Miró, with his typically humorous and mischievous brand of surrealism, provides a lithograph entitled Interieur et Nuit (Interior and Night), printed on a piece of patterned wallpaper. He gives us the moon, stars and sundry planetoids set against a black sky at the top of the image, a white sky in the middle and a patterned wallpaper sky at the bottom. Miró has literally turned an interior space (represented by the wallpaper) inside out.
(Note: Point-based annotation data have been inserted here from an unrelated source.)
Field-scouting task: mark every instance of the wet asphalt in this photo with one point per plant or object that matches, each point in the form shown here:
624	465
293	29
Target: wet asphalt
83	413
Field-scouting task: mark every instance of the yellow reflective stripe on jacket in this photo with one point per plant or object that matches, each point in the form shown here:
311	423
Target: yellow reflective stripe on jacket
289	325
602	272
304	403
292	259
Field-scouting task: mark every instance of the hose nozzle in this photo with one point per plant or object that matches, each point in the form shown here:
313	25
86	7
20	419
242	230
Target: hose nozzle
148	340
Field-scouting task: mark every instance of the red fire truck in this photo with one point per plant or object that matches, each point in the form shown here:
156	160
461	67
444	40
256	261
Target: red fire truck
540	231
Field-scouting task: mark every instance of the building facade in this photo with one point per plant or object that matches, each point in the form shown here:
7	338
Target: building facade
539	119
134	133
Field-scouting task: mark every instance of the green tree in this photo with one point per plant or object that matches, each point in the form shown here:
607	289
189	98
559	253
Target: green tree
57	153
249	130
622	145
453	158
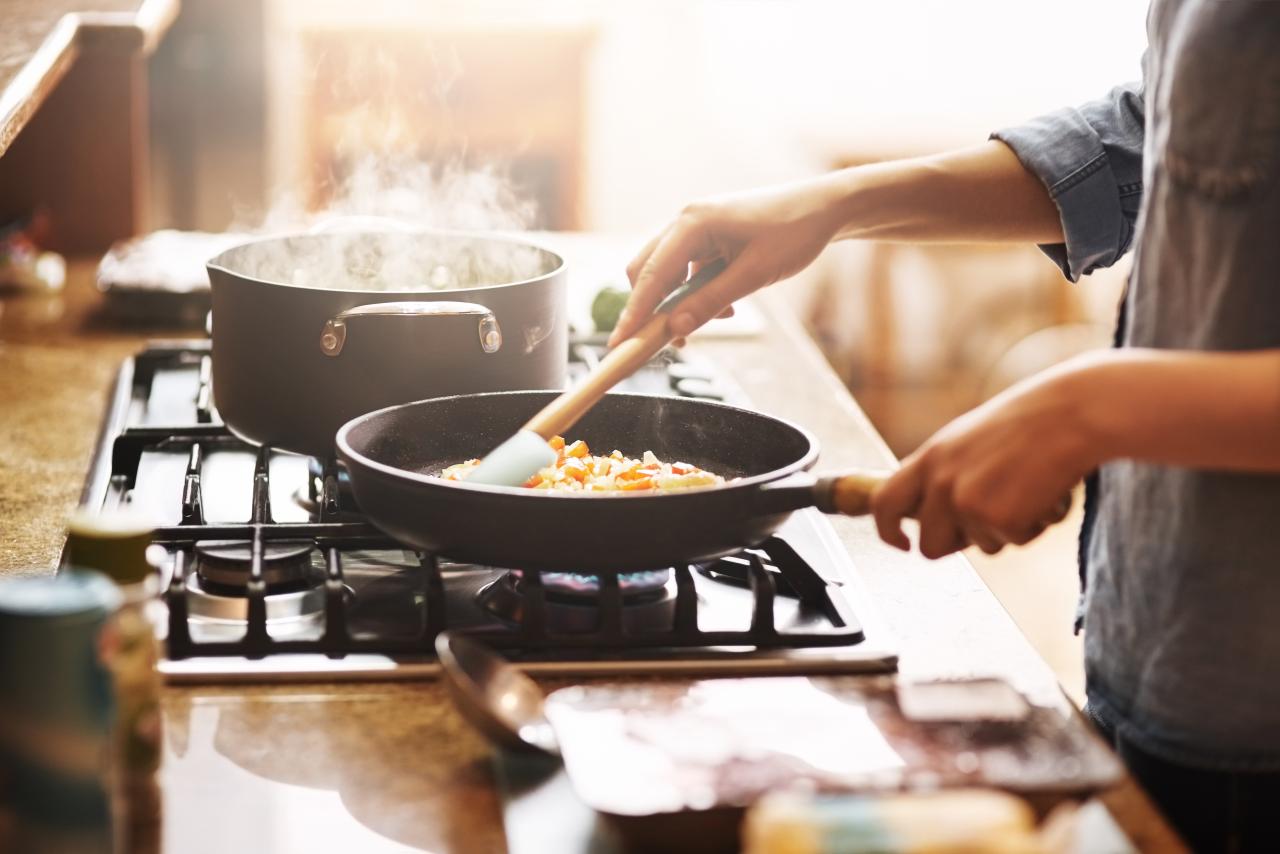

A seemingly more conventional interior can be seen in David Hockney's work, Walking Past Two Chairs. This is a still life viewed with a wide angle lens; it takes in not only an object on a table, in this case a vase of flowers, but also the spatial context within which the object is shown. The frame for this work was designed by Hockney as an integral part of the piece. Its asymmetrical geometry enhances the perceived depth of the composition. This asymmetrical frame is unusually clever, but this isn't the kicker. One of the two chairs is set in the lower right corner of the image and three of its legs are painted on the frame, outside the picture proper, thereby entering into the viewer's space -the interior space within which the work is displayed. There are many other brilliant treatments of Interior Spaces in this show, and all are much more than mere renderings.